Для того чтобы оцениваемое явление, став привычным, потом не надоело, надо, чтобы оно обладало все новыми внутренними сокровищами; но немного есть душ, которые умеют выжать весь внутренний смысл из произведения; подавив лимон, насколько хватает сил, его отбрасывают, хотя в нем еще много соку. Некоторые двери в великих произведениях навсегда заперты для большинства, и, посетив и осмотрев все отпертое, средний человек начинает, зевая, бродить по залам. Поэтому-то искусство вынуждено усложняться. Статуи известного мастера давно примелькались, они превосходны, нет спору, но мы уже давно проходим мимо них по форуму, почти не замечая их; если новый мастер поставит рядом статую в том же духе, чем удивит он нас? Мы едва скользим по ней равнодушным взором. Нет, он должен дать нечто новое, более сложное, он должен вести нас вперед; пусть ощущение будет богаче, мы оценим его красоту, хотя бы для этого требовалась несколько большая затрата энергии: ведь мы уже привыкли ценить и понимать прекрасное.
Так от правильно симметричных, простых статуй ваяние идет к все большей свободе: позы становятся живыми, типы разнообразятся, чем дальше, тем больше; фигуры же не только смотрят в зеркало или красиво склоняются на палицу, они мечут диски, они бегут, они страдают, плачут, мускулы вздуваются в усилии, лица искажаются; потом статуи начинают расти непомерно, — ведь надо обратить внимание, отличиться от древних, превзойти их. А между тем выдумать новое и более совершенное данный народ или класс уже не в состоянии; гонимый жаждой новизны и оригинальности, он забывает о красоте, на место ее являются любопытные типы, занимательные сюжеты, живописное, экстравагантное. В поисках за новым основательно забывают старое; публика, наслаждаясь новым щекотанием нервов, пряной приправой сатиры, отвращения, сластолюбия, не замечает, как страшно пало искусство, и лишь позднейшие поколения с удивлением констатируют его падение. Во всех искусствах и во все эпохи развитие шло такими путями.

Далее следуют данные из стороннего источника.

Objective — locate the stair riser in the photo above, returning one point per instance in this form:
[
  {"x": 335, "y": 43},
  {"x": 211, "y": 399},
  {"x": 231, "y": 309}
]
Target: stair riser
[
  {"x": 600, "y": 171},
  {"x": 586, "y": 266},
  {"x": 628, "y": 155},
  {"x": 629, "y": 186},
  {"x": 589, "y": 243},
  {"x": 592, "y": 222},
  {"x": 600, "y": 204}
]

Значит ли это, что развитие искусства всегда циклично, всегда приводит к упадку? Нет, конечно. Что искусство должно расти и усложняться, — в том нет сомнения, но разве это неминуемо ведет к вычурности? Разве невозможно вкладывать в искусство все больше внутреннего содержания, разве может существовать апогей, nec plus ultra[75]
красоты? Так же мало, как и конечная точка в развитии науки, в развитии человеческой психики, человеческого общества. Но данный класс, народ, данная культура, дойдя до апогея, быть может, оказываются бессильными идти вперед. Дав блестящие образцы искусства, художник должен снова и снова превосходить себя, но где взять еще более высокое содержание, новые идеи, новые духовные горизонты, если общество пошло на убыль, если народ распался на враждебные силы, потерял свое достоинство, веру в свою миссию и своих богов? Если класс, под напором враждебных сил и благодаря вырождению, весь состоит из жалких эпигонов? Культура, общество идут вниз, а искусство продолжает развиваться, оно тщится дать все более роскошные цветы, но они оказываются странным пустоцветом.А между тем новая нация, новый класс не начинают там, где кончили старые. Тут действует другой закон, — закон относительности красоты. То, что легко и привычно для вас, трудно для меня, и наоборот, потому что привычки наши разные: то, что является желанным для вас, меня оставляет равнодушным. Прибавим к этому, что новый класс или раса развиваются обыкновенно во вражде с прежде господствовавшими и привыкают ненавидеть их культуру. Поэтому фактический ход развития культуры прерывист. В разных местах и в разное время начинало строить человечество и, достроив до пределов возможного, клонилось к упадку, не потому, чтобы встретилась невозможность объективная, а потому, что возможность субъективная была подорвана.
Но позднейшее поколение с развитием души, то есть богатства ассоциаций, с разграничением принципов оценки, с ростом исторического смысла и чувства, все более научается объективно наслаждаться всеми искусствами: и великолепно-чудовищная, словно бред опиофага[76]
, пагода индийцев, и подавляюще-тяжеловесные, ярко расцвеченные храмы египтян, и эллинское изящество, и экстазы готики, и бурная жизнерадостность Ренессанса становятся понятными и ценными, потому что новому человеку, всечеловеку, не чуждо ничто человеческое; подавляя одни ассоциации, подчеркивая другие, он из глубин своей психики вызывает настроение индуса, египтянина, не веруя, может умилиться молитвой ребенка, не жаждая крови, быть радостно потрясенным сокрушительным гневом Ахиллеса, погружаясь в бездонное глубокомыслие Фауста, с улыбкой смотреть забавный фарс или игривую оперетку.